The anthology Impact-20 and the H.G. Wells novel The Time Machine both have painted covers by the famous Richard Powers. The Forever Machine is one of the few paperback covers drawn by comic book artist Wally Wood. Richard Matheson’s famous post-apocalyptic novel has been reprinted many times and adapted into three movies so far.
To most people this paperback anthology edition of Three Times Infinity, 1966 isn’t remarkable. But it resonates with me for sentimental reasons involving a certain science fiction cover artist. In the late 1960s I was visiting Globe Book Mart which was the only used bookstore in Savannah that carried old back issue comic books and science fiction paperbacks. I still remember the owner Mr. Williams had a sign in his science fiction book section at the back of the store that read something like “Savannah’s largest selection of science fiction paperbacks.”

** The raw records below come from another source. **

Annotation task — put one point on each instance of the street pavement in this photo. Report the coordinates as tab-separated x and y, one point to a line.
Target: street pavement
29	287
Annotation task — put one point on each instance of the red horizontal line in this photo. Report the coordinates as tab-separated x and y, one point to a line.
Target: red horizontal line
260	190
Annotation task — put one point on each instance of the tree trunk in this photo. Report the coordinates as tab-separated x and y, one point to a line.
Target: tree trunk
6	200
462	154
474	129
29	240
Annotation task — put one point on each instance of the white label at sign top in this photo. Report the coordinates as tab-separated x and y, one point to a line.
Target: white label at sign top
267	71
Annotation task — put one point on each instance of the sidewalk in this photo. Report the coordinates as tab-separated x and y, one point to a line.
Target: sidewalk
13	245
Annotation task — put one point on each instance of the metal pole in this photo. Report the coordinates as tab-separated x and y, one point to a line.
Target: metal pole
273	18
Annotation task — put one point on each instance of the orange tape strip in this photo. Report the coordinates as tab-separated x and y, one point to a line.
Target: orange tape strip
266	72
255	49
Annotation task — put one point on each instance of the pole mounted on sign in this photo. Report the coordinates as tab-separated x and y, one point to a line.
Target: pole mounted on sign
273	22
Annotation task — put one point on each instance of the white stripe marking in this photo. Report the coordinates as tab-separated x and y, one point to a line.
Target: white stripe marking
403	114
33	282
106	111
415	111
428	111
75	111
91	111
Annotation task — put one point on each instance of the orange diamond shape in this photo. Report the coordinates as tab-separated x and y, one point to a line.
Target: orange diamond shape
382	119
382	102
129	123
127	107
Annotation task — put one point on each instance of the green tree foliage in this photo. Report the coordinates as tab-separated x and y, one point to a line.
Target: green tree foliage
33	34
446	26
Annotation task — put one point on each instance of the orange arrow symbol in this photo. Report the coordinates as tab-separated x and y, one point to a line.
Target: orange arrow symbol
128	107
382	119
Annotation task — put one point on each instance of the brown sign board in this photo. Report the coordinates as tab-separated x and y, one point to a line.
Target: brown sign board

When I saw this book at the Globe one day I didn’t buy it but I was impressed by the psychedelic looking cover art. It isn’t signed by the artist and his name isn’t noted inside but over the years I kept noticing that many science fiction paperbacks in the 1960s had this same artistic style. Somewhere along the way I finally figured out who Richard Powers was.
It’s widely known among comic book and science fiction fans that the 1930s pulp magazine character Doc Savage served as an inspiration for the comic book character Superman. It’s not as well known that Philip Wylie’s hardcover novel Gladiator, 1930 also was another source of inspiration for Superman’s creator Jerry Siegel when he and artist Joe Shuster introduced Superman to the world Action Comics #1, 1938. Wylie’s superhuman character Hugo Danner had his own ‘fortress of solitude’ of sorts and referred to himself as “a man of iron” and so forth.
Wylie was sure Siegel did some borrowing from Gladiator because he threatened to sue Siegel in 1940 for plagiarism. We know for a fact that Siegel read Gladiator because he reviewed it in a 1930s science fiction fanzine he published. I first saw this Avon paperback version of Gladiator from 1949 at the San Diego Comic Con in the early 1980s and the seller mentioned to me that Siegel “went ape” when he read Gladiator. So even way back in the 1980s comic book fans were aware of the connection. Out of curiosity I always wanted a paperback copy of this book and was delighted when this high grade glossy copy was offered for sale in a paperback book collection being sold at Pulpfest in July 2018 for $3.00 each. The San Diego dealer wanted a lot more than $3.00 for his average copy almost 40 years ago.